You decided not to go to law school because you thought the entrance exam might be tricky? I suspect you may not have been toying with the idea very… erm… firmly.

Nah. But I have always had a knack for standardized tests.

–Cliffy

Took it a couple of years ago. I was practicing in the mid-160s until I bought the PowerScore logic games book. I scored a 170+ on the real thing as a result.

That’s a hell of a score, right? From what I see that would get you in any law school in the United States.

My daughter and her now husband took a free Princeton Review practice LSAT, and did well enough to teach it for a while. He’s in law school now, she decided to go to a respectable grad school :). They are both convinced that the classes do help many people. She used the Princeton Review vocab words to study for the GRE, and got a perfect score.

I bought a book when she first got interested to help her with the games, since I do logic puzzles. I found that being good with normal logic puzzles was not an advantage, since the LSAT ones ask for very specific things and have constraints.
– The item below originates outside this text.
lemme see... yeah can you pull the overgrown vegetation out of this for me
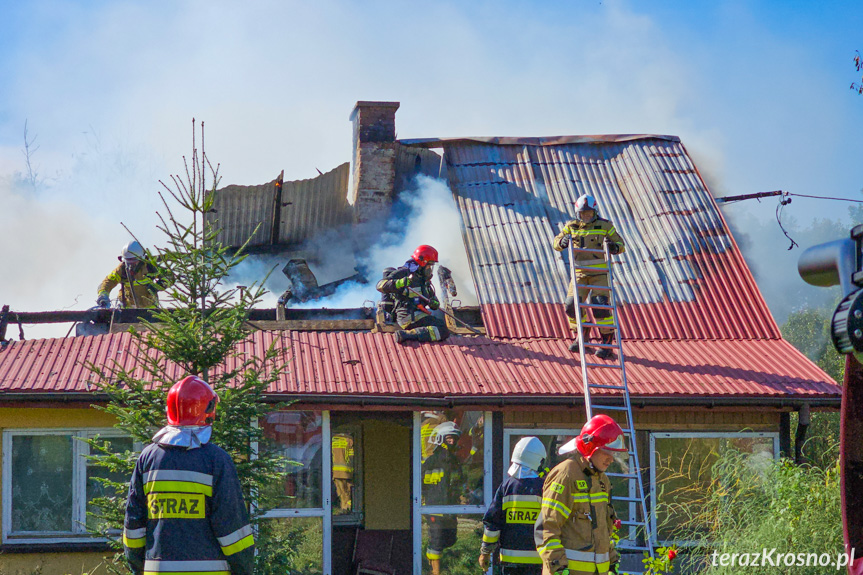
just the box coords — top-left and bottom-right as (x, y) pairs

I took the Princeton Review because they had a guarantee that they would raise your score, iirc, 10 pts. I was already scoring in the mid-160s practicing on my own during ESPN, and I was confident in my undergrad GPA and experience that I could go to any school I wanted. But, I took it anyway which left me a bad taste: 1) this girl I met at the sign-up dumped me to go to law school on the east coast; and 2) the remedy for the guarantee is to take the course again for free (and to keep taking it). Surprisingly, they made good on their claim. So, I guess it wasn’t all bad.

Just to be clear, though, if you are scoring in the 160+ range, you are looking at going to a very prestigious law school, no? People with those scores don’t just go to the nearest tier 4 school as long as you have a decent GPA?
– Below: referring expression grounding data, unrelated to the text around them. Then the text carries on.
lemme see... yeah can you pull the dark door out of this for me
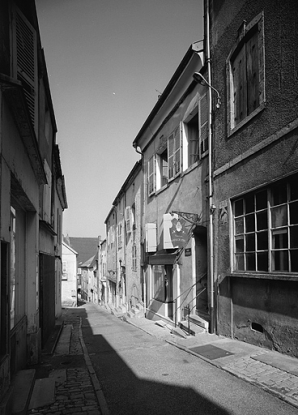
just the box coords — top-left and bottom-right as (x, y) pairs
(39, 253), (55, 347)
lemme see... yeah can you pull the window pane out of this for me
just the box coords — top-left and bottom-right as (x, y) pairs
(272, 250), (289, 271)
(290, 226), (298, 248)
(257, 252), (268, 271)
(272, 181), (287, 206)
(271, 205), (287, 228)
(235, 237), (244, 252)
(272, 230), (288, 249)
(290, 250), (298, 272)
(289, 176), (298, 201)
(246, 253), (256, 270)
(246, 234), (255, 251)
(245, 214), (255, 232)
(256, 211), (268, 230)
(245, 194), (254, 213)
(235, 217), (244, 234)
(257, 231), (268, 250)
(256, 190), (267, 210)
(234, 199), (243, 217)
(235, 254), (244, 270)
(289, 201), (298, 224)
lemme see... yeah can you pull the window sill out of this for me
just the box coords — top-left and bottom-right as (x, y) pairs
(227, 271), (298, 282)
(228, 103), (266, 138)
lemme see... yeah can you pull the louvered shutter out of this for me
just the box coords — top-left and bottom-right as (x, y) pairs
(13, 6), (38, 132)
(174, 124), (182, 175)
(148, 156), (156, 195)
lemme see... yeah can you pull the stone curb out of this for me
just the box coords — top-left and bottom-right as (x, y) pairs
(78, 318), (110, 415)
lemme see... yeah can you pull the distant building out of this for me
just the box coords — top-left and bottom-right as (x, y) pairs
(62, 241), (78, 307)
(105, 162), (143, 310)
(80, 255), (98, 303)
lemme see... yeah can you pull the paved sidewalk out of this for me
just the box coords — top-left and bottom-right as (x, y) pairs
(27, 312), (107, 415)
(125, 315), (298, 410)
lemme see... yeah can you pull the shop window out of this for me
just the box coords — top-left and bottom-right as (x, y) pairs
(233, 174), (298, 272)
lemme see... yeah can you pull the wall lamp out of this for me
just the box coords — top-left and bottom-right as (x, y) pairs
(193, 72), (221, 109)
It is a hell of a score. But it is not a golden ticket to every law school. If you had a 3.8+ GPA, a 170+ LSAT would make you a viable candidate at any school. But people get rejected from the top six schools all the time with 3.8+ GPAs and 170+ LSATs. And it only gets harder with a lower GPA. There’s also a huge difference between a 170 and a 175.

A great website for that kind of data is lawschoolnumbers.com. It isn’t perfectly accurate because of the response bias and people lying, but its pretty good and tends to correspond with the reported data. As you can see, Yale for example regularly rejects 170+ LSAT candidates, even with good GPAs.

The 160+ range and a 3.5+ GPA means you’re guaranteed a tier 1 school, but by no means is it a guarantee of admittance to the top 15 or so schools (which are widely regarded as the set of national-level elite schools).

I got in the high 160s after routinely testing in the mid-170s, and I chalk that up entirely to having Aunt Flo decide to visit in the middle of the test and not having any of my horse tranquilizers on me. I was within moments of throwing up for most of the test.

I preferred Kaplan to PR (took them both as I took PR right after college then delayed law school/taking the test to go work on the Gore-Lieberman campaign, at which point I’d forgotten everything and had to retake a prep course).

I will be scheduling my GMATs around the whims of my body, I assure you of that.

So just keep in mind that good health can make the difference between a Top 25 and a Top 14…not to gross you out too much.